From Le Bar the main road descends in wide curves towards the valley of the river Loup, but long before reaching the bottom of the gorge the eye is attracted by the unusual appearance of towers and pinnacles rising from the summit of a lofty pyramidal mountain to the northwards (Fig. 201). These distant peaks are found on nearer approach to be the edifices of the town of Gourdon, an eyrie built for security from the assaults of the Corsairs on this inaccessible and naturally fortified eminence.


FIG. 201. GOURDON.

A post road, branching off the main road at Le Bar, passes, after many windings and ascents round the rocky sides of the opposite cliffs, within a short distance of Gourdon; but for those who intend going on to Vence, the latter course is too great a deviation from the route. Their only way of reaching Gourdon is by the steep and stony footpath which is seen rising to it in innumerable zig-zags from near the bridge over the Loup.

It is a splendid ascent, although a somewhat arduous one, and affords a lovely series of views; but it may be questioned whether one is sufficiently rewarded by the specimens of architecture which he finds in Gourdon.

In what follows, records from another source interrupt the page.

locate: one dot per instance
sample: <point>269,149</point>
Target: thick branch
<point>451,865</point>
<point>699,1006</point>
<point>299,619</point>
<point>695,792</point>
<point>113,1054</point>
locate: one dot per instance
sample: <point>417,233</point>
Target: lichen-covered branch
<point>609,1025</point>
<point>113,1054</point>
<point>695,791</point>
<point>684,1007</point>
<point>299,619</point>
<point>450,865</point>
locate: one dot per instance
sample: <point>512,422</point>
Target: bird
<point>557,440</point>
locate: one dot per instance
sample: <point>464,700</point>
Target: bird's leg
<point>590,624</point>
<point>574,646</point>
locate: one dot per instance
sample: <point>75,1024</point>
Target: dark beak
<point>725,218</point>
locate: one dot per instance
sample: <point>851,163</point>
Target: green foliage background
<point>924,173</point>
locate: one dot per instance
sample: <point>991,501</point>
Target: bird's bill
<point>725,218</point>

It is now a melancholy and deserted village, occupied apparently only by a few women and children. Some of the houses are picturesque in their grouping, like those in Fig. 202, but there is nothing fine about the place except the magnificent view to the south, east, and west from the terrace in front of the old church. One very large building seems to swamp all the rest of the little town. This is a great château (Fig. 203), built by the family of Lombard in the style of the seventeenth century, and which, we believe, is still occupied in summer, when the cool breezes of this elevated pinnacle form a grateful change from the heat of the plains.

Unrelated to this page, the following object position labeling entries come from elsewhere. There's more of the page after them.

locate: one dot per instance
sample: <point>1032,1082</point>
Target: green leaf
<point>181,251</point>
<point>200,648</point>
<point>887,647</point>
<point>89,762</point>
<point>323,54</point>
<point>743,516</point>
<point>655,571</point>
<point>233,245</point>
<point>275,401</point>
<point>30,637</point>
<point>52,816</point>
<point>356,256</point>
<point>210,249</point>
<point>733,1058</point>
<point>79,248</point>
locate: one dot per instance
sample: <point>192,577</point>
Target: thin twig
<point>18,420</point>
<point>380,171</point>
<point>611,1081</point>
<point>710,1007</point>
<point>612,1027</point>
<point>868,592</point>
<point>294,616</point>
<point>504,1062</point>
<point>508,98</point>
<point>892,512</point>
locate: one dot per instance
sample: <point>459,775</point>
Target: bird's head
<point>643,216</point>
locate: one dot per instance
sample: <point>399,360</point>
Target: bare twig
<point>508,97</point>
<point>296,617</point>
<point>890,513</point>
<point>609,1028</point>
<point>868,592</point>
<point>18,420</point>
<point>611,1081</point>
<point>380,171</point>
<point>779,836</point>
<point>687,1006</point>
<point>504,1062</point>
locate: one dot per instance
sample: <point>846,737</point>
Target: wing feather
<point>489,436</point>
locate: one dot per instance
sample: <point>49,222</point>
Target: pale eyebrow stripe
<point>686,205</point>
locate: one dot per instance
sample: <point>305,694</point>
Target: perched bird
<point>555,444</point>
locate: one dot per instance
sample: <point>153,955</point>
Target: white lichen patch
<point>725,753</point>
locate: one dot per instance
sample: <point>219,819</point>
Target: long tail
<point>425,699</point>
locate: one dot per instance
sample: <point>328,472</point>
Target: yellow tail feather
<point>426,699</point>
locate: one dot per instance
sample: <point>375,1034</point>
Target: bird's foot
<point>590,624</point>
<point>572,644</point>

FIG. 202. HOUSES IN GOURDON.

From the point where the main road crosses the Loup, a delightful excursion may be made up the gorge amongst the mountains, as far as a famous waterfall called the “Saut du Loup.”


FIG. 203. CHÂTEAU, GOURDON.

The road now gradually ascends the northern side of the valley of the Loup, which is seen flowing at some distance below on the right through a richly cultivated plain. In some of the cuttings by which the road is carried round the rocks, numerous oyster and other fossil shells may be observed, characteristic of the tertiary limestone which here occurs of great thickness, and forms the immense cliffs which at some parts of the coast overhang the Mediterranean.

On approaching Tourettes the road sweeps round the abrupt side of a gorge where the rock is hollowed out into caverns, some of which are occupied as houses and stores. From this point a fine view is obtained of the grey old town of Tourettes, with its crumbling walls and houses rising from the margin of precipitous rocks of the same sad dusty colour. There seems to be nothing of special interest in the town, but outside the walls on the north side there is a wide open “place,” on which stand the Hôtel de Ville and the church of the fourteenth century. The latter is a specimen built on the plan of the simple hall without aisles. In this instance it is vaulted with groined arches (Fig. 204), the ribs having the unusual form of a plain bead, and springing from small primitive looking corbels, such as are common in Provençal churches.


FIG. 204. CHURCH, TOURETTES.

The font (Fig. 205) in this church is of a rather remarkable design.

A few miles’ further drive through fine mountain scenery brings us to the ancient city of Vence (described further on), whence the railway station of Vence-Cagnes is about six miles distant.